In Beyond Good and Evil §228 Nietzsche says: “I hope to be forgiven for discovering that all moral philosophy hitherto has been tedious.” What’s so boring about moral philosophy?
For Nietzsche, the fundamental assumption underlying the moral tradition (and the Western philosophical tradition as a whole) is the idea that things ought to make sense. Nietzsche denies this premise. For Nietzsche, the deep truth about the human condition is that, at bottom, it’s senseless and without meaning. This is something, he thinks, we learn not from philosophy but rather from art – above all from ancient Greek tragedy, precisely what Plato, the father of philosophy, abhorred.
Any philosophical doctrine that fails to face up to the deep senselessness of the human condition, Nietzsche thinks, is doomed to superficiality. The moral philosopher is convinced that there are universal principles that ought to guide human conduct, that we can rely on our ability to reason impartially to work out what these are, that we can choose to act in accordance with them, that if everyone does so things should go well for us, and that, as reasonable beings, we should all want things to go well.
This, Nietzsche believes, is a banal view of the human condition, and it’s the moral philosopher’s banality that makes him or her boring. Stories about impartial do-gooders who see one another as equals and treat everyone fairly are sleep-inducing. Far more interesting are stories about people as they are – conflicted, partial, egoistic, ambivalent, given to misunderstandings, and, so far as morality is concerned, as Kenneth Burke put it, “rotten with perfection.”

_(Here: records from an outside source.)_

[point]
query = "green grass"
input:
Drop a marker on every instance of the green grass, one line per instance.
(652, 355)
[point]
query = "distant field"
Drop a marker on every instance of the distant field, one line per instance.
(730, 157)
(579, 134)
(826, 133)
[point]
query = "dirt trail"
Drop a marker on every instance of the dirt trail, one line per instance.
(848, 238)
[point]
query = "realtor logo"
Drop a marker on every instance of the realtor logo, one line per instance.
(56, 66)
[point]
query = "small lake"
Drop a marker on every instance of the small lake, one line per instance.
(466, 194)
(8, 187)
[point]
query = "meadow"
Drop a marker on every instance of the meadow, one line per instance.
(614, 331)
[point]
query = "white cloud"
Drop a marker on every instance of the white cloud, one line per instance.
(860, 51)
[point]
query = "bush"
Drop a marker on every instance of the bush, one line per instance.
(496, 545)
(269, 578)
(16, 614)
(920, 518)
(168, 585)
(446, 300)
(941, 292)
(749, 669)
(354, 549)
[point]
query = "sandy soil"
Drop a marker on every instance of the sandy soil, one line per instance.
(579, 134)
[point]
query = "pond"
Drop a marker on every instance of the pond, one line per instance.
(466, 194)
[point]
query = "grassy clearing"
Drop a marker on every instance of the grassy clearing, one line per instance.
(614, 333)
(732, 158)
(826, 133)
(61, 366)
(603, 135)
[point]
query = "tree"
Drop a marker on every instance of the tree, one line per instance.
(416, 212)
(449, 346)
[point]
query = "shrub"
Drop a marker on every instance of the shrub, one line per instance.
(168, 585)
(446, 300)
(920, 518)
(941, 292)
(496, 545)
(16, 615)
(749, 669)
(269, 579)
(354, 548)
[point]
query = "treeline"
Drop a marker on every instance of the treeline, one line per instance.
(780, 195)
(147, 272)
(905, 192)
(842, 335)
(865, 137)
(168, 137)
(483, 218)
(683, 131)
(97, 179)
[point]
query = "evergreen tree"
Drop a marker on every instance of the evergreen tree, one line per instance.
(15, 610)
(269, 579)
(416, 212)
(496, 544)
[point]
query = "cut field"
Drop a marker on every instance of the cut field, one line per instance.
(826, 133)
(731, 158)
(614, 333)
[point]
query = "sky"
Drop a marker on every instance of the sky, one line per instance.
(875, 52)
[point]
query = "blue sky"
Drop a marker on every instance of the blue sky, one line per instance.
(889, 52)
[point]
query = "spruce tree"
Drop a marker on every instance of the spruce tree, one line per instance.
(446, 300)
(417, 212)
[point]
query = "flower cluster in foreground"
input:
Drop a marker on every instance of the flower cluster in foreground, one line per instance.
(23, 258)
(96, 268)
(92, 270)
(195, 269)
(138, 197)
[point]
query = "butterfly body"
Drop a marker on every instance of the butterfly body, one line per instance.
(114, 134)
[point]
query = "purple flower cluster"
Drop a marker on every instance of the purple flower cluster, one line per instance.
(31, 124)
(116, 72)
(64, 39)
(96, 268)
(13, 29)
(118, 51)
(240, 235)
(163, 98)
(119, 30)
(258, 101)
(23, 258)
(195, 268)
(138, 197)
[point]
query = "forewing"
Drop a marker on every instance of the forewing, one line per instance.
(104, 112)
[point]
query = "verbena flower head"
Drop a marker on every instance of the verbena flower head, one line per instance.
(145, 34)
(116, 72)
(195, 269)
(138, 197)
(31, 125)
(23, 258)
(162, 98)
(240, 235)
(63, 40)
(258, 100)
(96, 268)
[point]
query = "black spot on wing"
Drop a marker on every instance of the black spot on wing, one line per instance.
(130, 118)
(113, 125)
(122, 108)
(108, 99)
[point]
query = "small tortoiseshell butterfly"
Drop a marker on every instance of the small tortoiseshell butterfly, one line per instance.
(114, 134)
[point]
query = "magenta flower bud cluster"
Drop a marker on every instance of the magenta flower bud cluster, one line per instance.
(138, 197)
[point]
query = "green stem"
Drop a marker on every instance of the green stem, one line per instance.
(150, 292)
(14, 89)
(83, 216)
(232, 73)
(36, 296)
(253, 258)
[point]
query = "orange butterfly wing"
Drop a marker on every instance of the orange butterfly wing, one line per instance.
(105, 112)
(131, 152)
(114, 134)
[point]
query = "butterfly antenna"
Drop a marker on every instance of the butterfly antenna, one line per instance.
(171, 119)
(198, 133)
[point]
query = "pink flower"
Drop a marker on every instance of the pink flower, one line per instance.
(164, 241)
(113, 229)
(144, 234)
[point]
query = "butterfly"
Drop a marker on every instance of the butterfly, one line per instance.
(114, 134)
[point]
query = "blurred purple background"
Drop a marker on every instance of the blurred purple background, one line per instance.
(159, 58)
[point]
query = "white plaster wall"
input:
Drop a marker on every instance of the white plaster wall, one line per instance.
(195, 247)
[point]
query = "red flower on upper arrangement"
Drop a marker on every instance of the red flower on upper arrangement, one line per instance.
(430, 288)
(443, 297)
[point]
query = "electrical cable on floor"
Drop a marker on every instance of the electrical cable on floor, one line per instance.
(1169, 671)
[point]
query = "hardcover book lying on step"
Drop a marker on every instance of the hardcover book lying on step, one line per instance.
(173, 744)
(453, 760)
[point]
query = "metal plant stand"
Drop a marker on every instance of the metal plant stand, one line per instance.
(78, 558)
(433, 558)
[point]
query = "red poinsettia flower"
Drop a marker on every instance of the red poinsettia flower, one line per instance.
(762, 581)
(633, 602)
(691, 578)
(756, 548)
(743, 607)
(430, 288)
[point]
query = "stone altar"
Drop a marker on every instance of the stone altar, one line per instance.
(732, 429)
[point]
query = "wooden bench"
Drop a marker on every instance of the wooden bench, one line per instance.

Modernity, as Baudelaire inadvertently reveals it, leads to a demand for novelty and sensation. In fact, modernity demands and encourages distraction and sensation. I think ethical teaching from the Axial Age makes another point. Human beings, once they find some center in restraint and generosity to others, become tedious–but only to youngsters and profligates. True wisdom, far from anything Nietzsche knew, leads to equanimity and renunciation.
Isn’t it always a struggle between what we want to do and what we know we should? That struggle is far from banal, it is rare and full of epic suffering, sacrifices, and disappointments like Don Quixote. Was that superficial, or boring? …and I might switch that Burke quote to say, perfect in our rottenness, because we rarely rise to the occasion of banal morality in practice. Is it our animal nature that wants what it shouldn’t have that makes it rotten or our higher mind that regulates the animal that is boring? Maybe we’re conflating what makes good entertainment and what makes a good life? Entertainment (theater) is part of a good life, but the theater of life operates on principles that only seem banal when expecting entertainment.
What’s tediously superficial for Nietzsche is the morality of good versus evil, and pointedly not the struggle between good and bad. Nietzsche’s target is universal, one-size-fits-all morality, which he believes draws our attention away from the problem of what is good and bad for a unique individual. Nietzsche worries that reason’s presumption of and bias towards intelligibility obscures the value of high-risk creative activity that’s bound to strike most as senseless and irrational. He’s all for epic (and lyric, and tragic) suffering and sacrifice, so long as no attempt is made to justify it other than aesthetically.
He could have made these points without attacking equanimity. Conflict, Nietzsche thought, keeps us young – but perhaps it keeps us childish as well.